La sua vendita è stata presa in carico da Benedetto Rubino che ha trattato un gallerista romano di nome Gianluca Berardi, “Pronto signora”. “Si sono il marito, buonasera”. “Salve, ecco... no mi aveva... e ho parlato con il signor Cambon e... Non era molto emozionato, quindi, almeno che non ci sia un prezzo conveniente, non penso che lo prenda... per prezzo conveniente deve essere un dipinto che viene tipo mille euro... il Cambon... Glauco Cambon. “E quale sarebbe, perché in questo momento io sono un po’... “La Madonna col bambino, la Madonna col bambino... “Allora la Madonna...". Quella che sta in garage, in garage... “Ah quella che è in garage... la Madonna con il bambino mi sta dicendo che deve essere un prezzo... conveniente nel senso... “Basso. Sennò il signore non lo prende...” “Eh è basso... cosa intendono loro per basso?” “Mille euro, mille euro”.

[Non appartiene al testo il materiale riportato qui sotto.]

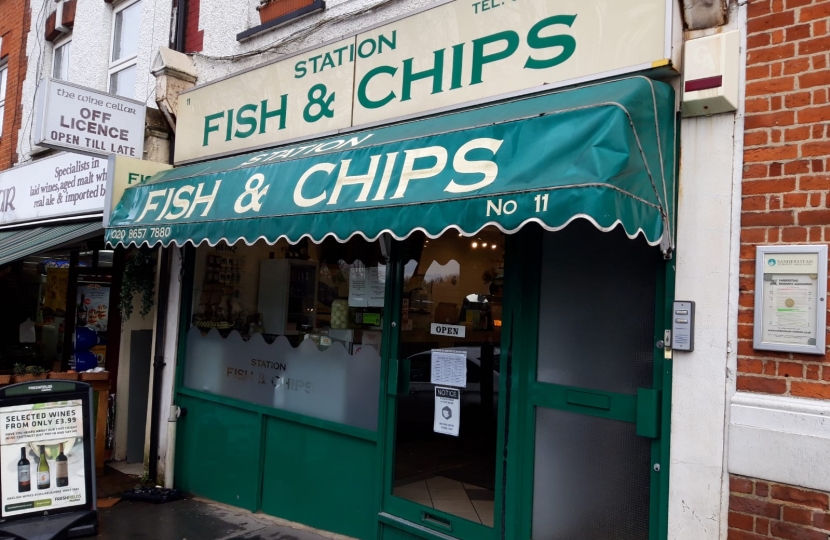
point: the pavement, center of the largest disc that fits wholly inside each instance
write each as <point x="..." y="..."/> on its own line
<point x="189" y="519"/>
<point x="192" y="519"/>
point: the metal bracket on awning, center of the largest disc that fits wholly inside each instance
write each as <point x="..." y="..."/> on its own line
<point x="385" y="245"/>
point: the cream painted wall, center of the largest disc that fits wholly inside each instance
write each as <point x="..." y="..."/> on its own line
<point x="708" y="241"/>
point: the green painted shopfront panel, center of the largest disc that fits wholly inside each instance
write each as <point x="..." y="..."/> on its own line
<point x="218" y="455"/>
<point x="389" y="532"/>
<point x="320" y="478"/>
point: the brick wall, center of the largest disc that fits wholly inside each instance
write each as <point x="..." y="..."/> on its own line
<point x="14" y="26"/>
<point x="786" y="174"/>
<point x="760" y="509"/>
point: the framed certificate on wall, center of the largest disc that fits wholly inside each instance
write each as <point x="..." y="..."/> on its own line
<point x="790" y="298"/>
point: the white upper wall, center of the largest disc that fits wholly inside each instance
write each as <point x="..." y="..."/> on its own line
<point x="90" y="53"/>
<point x="221" y="21"/>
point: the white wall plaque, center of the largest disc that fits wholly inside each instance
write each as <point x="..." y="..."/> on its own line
<point x="71" y="117"/>
<point x="57" y="186"/>
<point x="790" y="298"/>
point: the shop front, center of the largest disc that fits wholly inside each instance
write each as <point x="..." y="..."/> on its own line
<point x="58" y="280"/>
<point x="449" y="327"/>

I soldi ricavati sono poi confluiti nei lavori dell'attività commerciale, come ha detto la moglie Benedetto Rubino qualche giorno dopo nel corso di una telefonata: “Mi sono venduta un quadro per i lavori... e così c’ho mille euro”.
La provenienza dei beni di valore provenivano infatti da una rapina multimiliardaria realizzata nel 1991 - avallata da Cosa Nostra -  messa in atto da Francesco Paolo Maniscalco ai danni della Sicilcassa di Palermo, dalla quale furono sottratti circa 26 miliardi di lire in denaro contante e beni preziosi.
“Noi abbiamo avuto una parte di questa rapina - hanno raccontato il collaboratore di giustizia Salvatore Cancemi e Calogero Ganci - diciamo Cosa nostra ha avuto una parte”.
Infatti dopo aver realizzato la rapina, Maniscalco aveva messo a disposizione di Cosa nostra e di Totò Riina in persona una parte dei beni sottratti.
A questo si aggiungono altri fatti delittuosi come la rapina che svuotò il caveau del Monte di Pietà, sempre a Palermo (oro e gioielli per 18 miliardi di lire di cui non si è saputo più nulla) oppure  la tentata rapina nel 1987 al Banco di Sicilia di Palermo, in cui Maniscalco insieme a Francesco Picarella (affiliato anche lui a Cosa Nostra) seguirono i sopralluoghi all’interno dell’istituto di credito. Quell'episodio aveva visto la partecipazione anche di Ruggero Vernengo, uomo d’onore della famiglia di Santa Maria di Gesù, nonché cugino di Pietro Vernengo detto “U Tistuni”, esponente di vertice del mandamento di Santa Maria di Gesù.